威鶴の瞳



「トーマ、絶対に、家帰れよ?」

「大丈夫だ、『依鶴』さん連れてって叶香と遥香に紹介してやる」

「言っちまえば二人には会ってんだけどな。でも家、楽しみにしてる」

「お前1つに戻っても『中』から見れるのか?」

「知らないけど、じゃ『依鶴』の代わりにって事で」



トーマとも笑い合う。



あぁ……いいな、この感じ。

今までと同じ雰囲気の、バカみたいにどうでもいい会話。



こんな会話をしながら、依頼をしていたな。

依頼を楽しく済ませられていたのは、トーマのおかげかもしれない。



トーマの影響力は依鶴にも、俺にも、大きかった。



「アンタたち、こんな別れ際にまでどうでも会話するなんて……呆れるわ」

「これが俺たちなんだよ」

「そうだ。
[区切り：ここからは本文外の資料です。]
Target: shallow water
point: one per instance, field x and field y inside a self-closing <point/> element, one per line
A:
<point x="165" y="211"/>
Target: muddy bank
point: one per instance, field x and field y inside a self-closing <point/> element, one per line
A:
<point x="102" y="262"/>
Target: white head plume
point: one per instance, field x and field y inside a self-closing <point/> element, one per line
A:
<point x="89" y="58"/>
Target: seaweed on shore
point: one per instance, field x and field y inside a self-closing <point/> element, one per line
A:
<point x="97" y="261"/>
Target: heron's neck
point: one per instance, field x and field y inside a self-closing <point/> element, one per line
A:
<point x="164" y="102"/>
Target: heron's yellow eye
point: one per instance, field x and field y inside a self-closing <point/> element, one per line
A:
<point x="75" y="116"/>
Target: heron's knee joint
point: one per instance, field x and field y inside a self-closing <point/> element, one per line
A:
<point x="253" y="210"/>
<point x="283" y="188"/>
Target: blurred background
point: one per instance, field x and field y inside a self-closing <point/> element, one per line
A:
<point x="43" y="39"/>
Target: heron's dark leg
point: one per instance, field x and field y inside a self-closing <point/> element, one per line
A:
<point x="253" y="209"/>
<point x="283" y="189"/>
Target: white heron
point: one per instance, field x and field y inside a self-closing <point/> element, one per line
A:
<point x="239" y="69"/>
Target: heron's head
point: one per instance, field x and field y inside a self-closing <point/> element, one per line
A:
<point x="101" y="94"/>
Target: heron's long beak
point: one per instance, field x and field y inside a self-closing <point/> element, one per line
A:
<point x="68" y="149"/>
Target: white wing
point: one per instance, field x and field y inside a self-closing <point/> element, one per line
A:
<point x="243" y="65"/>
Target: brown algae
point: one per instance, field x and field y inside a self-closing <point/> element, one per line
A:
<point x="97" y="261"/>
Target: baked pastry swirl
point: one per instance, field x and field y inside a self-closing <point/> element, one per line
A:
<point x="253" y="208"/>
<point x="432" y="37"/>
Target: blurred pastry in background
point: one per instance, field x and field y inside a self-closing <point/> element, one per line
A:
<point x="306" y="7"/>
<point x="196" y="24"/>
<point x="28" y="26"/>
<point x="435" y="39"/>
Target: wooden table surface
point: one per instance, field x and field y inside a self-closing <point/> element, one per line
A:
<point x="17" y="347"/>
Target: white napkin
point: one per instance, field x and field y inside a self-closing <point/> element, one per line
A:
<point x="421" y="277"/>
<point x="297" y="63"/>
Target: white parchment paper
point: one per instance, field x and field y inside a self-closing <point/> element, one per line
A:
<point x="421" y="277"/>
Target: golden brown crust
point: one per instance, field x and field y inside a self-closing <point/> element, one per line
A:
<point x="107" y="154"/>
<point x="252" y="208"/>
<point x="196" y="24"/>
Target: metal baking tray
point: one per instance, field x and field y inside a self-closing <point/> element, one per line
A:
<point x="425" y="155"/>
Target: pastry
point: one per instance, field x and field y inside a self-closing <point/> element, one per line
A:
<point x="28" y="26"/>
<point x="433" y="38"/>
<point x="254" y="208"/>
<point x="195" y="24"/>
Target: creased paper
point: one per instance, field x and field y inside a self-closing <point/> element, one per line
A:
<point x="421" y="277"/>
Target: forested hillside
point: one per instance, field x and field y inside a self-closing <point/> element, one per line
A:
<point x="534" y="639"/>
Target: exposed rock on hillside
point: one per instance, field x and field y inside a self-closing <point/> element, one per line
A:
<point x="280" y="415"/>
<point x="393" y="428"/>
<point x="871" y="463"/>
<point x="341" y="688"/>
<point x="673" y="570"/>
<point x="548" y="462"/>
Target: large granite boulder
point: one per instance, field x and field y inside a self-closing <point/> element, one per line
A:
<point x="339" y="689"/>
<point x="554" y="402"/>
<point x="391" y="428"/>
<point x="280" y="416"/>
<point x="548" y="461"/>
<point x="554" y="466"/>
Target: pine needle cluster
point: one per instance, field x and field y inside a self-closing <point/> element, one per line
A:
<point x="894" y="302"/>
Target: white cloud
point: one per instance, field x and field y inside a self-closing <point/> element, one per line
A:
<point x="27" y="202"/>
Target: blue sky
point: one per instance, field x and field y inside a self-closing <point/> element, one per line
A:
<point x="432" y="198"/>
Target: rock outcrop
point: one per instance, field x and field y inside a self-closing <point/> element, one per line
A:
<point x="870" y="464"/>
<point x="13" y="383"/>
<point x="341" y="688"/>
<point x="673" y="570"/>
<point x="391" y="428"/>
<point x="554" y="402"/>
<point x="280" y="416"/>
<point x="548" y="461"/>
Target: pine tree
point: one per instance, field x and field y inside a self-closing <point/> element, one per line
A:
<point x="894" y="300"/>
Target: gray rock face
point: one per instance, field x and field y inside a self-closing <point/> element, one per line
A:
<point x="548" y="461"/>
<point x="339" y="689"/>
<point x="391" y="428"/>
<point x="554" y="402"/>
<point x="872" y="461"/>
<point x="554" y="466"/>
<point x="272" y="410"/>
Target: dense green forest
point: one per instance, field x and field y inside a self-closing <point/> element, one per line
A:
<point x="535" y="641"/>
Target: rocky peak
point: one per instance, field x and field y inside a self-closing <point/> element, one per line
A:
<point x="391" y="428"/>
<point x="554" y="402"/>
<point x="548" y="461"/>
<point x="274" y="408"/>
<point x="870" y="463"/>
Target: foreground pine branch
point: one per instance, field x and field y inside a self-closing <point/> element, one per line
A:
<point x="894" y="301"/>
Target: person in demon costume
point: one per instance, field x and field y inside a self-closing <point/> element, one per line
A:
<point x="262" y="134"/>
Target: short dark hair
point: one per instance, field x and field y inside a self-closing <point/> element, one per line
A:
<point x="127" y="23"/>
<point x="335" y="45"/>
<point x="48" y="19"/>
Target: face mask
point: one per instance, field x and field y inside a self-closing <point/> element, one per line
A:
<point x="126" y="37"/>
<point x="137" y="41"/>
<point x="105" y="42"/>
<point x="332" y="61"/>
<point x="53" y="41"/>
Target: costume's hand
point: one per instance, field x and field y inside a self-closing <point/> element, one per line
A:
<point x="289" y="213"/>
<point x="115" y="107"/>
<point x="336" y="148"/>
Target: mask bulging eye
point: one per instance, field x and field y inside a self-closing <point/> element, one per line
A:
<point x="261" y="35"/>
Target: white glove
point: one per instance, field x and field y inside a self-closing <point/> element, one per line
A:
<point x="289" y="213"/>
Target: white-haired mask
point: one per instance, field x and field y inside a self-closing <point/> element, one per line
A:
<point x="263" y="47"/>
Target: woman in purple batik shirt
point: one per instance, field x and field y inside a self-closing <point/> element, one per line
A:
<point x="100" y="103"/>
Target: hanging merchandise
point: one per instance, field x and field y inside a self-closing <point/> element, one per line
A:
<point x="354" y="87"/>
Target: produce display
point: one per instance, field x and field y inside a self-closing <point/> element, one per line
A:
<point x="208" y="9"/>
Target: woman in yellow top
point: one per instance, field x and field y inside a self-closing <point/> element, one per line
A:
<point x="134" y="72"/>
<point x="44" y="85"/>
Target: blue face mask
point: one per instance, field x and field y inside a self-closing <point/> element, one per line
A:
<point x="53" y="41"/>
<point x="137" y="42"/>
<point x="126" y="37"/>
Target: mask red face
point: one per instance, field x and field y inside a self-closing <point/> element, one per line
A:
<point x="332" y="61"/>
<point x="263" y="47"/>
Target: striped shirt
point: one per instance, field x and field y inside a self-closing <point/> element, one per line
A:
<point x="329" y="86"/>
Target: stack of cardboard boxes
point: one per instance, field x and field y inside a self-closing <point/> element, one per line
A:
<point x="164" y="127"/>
普段通りが一番」



レインには、何度呆れられたことだろう?

でもそれ以上に俺たちへの評価は高かった。



能力の事は出来るだけ秘密にしていてくれていた。

俺が三つの人格を持っている事を知っても、受け入れてくれたし、本来なら禁止だった事にも、目をつむってくれていた。